1. A method of fabricating graphene, comprising:

irradiating a graphite oxide layer on a substrate with light from a first light source; and

irradiating the irradiated graphite oxide layer with light from a second light source.

2. The method of claim 1, wherein the first light source is a laser light source, and the second light source is a flash light source.

3. The method of claim 1, wherein the first light source is a flash light source, and the second light source is a laser light source.

4. The method of claim 2, wherein the laser light source emits light of wavelengths used in an optical recording device or an optical reproducing device.

5. The method of claim 2, wherein the laser light source emits light of wavelengths in a range of 400 nm to 820 nm.

6. The method of claim 2, wherein the flash light source includes xenon flash and UV flash.

7. The method of claim 1, further comprising:

irradiating the second-light-irradiated graphite oxide layer with light from a third light source.

8. The method of claim 6, wherein the third light source is either a laser light source or a flash light source.

9. The method of claim 6, wherein the first and second light sources are laser light sources while the third light source is a flash light source, or the first and second light sources are flash light sources while the third light source is a laser light source.

10. The method of claim 6, wherein the first light source is a laser light source while the second and third light sources are flash light sources, or the first light source is a flash light source while the second and third light sources are laser light sources.

11. The method of claim 1, wherein the substrate is a thermoplastic polymer substrate containing polycarbonate.

12. A method of fabricating graphene, comprising:

forming a graphite oxide layer on a substrate; and

irradiating the graphite oxide layer with both laser light and flash light to reduce the graphite oxide layer in a stepwise manner.

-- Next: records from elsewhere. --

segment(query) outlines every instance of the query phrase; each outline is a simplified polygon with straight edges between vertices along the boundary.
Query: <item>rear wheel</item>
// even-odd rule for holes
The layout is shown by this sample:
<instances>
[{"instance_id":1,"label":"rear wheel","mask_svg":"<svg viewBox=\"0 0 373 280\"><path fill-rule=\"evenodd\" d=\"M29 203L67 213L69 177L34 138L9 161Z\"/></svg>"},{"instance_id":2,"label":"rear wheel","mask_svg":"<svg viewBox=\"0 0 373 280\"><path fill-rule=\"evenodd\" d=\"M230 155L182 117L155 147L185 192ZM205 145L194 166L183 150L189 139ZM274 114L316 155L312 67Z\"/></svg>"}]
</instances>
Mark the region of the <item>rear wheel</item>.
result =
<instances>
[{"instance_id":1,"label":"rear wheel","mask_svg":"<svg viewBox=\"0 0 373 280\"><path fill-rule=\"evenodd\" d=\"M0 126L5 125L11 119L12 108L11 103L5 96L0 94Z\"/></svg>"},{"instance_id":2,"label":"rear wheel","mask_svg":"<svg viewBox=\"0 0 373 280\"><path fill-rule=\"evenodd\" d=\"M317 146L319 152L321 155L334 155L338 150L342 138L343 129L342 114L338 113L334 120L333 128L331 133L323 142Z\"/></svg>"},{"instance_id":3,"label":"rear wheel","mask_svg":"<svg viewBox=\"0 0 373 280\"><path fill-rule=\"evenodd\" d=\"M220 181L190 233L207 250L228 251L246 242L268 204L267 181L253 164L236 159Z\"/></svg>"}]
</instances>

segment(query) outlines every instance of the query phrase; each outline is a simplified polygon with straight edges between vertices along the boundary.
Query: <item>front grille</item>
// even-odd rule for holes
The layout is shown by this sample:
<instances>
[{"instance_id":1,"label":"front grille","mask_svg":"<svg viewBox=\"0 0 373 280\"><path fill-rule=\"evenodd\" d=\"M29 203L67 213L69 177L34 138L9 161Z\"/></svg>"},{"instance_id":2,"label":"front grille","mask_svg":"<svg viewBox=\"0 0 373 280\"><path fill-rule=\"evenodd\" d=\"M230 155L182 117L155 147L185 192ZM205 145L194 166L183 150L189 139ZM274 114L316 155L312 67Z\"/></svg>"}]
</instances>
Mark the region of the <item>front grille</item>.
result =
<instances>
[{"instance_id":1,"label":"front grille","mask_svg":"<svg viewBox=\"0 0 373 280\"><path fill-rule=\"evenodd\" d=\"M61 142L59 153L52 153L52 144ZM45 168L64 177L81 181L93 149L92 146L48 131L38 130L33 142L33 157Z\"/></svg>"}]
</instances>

13. The method of claim 12, wherein the reducing of the graphite oxide layer comprises irradiating the graphite oxide layer alternately with the laser light and the flash light.

14. The method of claim 12, wherein the reducing of the graphite oxide layer comprises irradiating the graphite oxide layer with one of the laser light and the flash light twice consecutively, and then irradiating the graphite oxide layer again with the other light once.

15. The method of claim 12, wherein the reducing of the graphite oxide layer comprises irradiating the graphite oxide layer with one of the laser light and the flash light once, and then irradiating the graphite oxide layer again with the other light twice consecutively.

16. The method of claim 12, wherein the substrate is a thermoplastic polymer substrate containing polycarbonate.

17. The method of claim 12, wherein the laser light has a wavelength in a range of 400 nm to 820 nm.

18. The method of claim 12, wherein the irradiating of the graphite oxide layer with laser light involves exposing the graphite oxide layer formed on an optical disk to laser light from a laser light source of an optical recording device or an optical reproducing device.

19. The method of claim 12, further comprising:

collecting graphene from the reduced graphite oxide layer.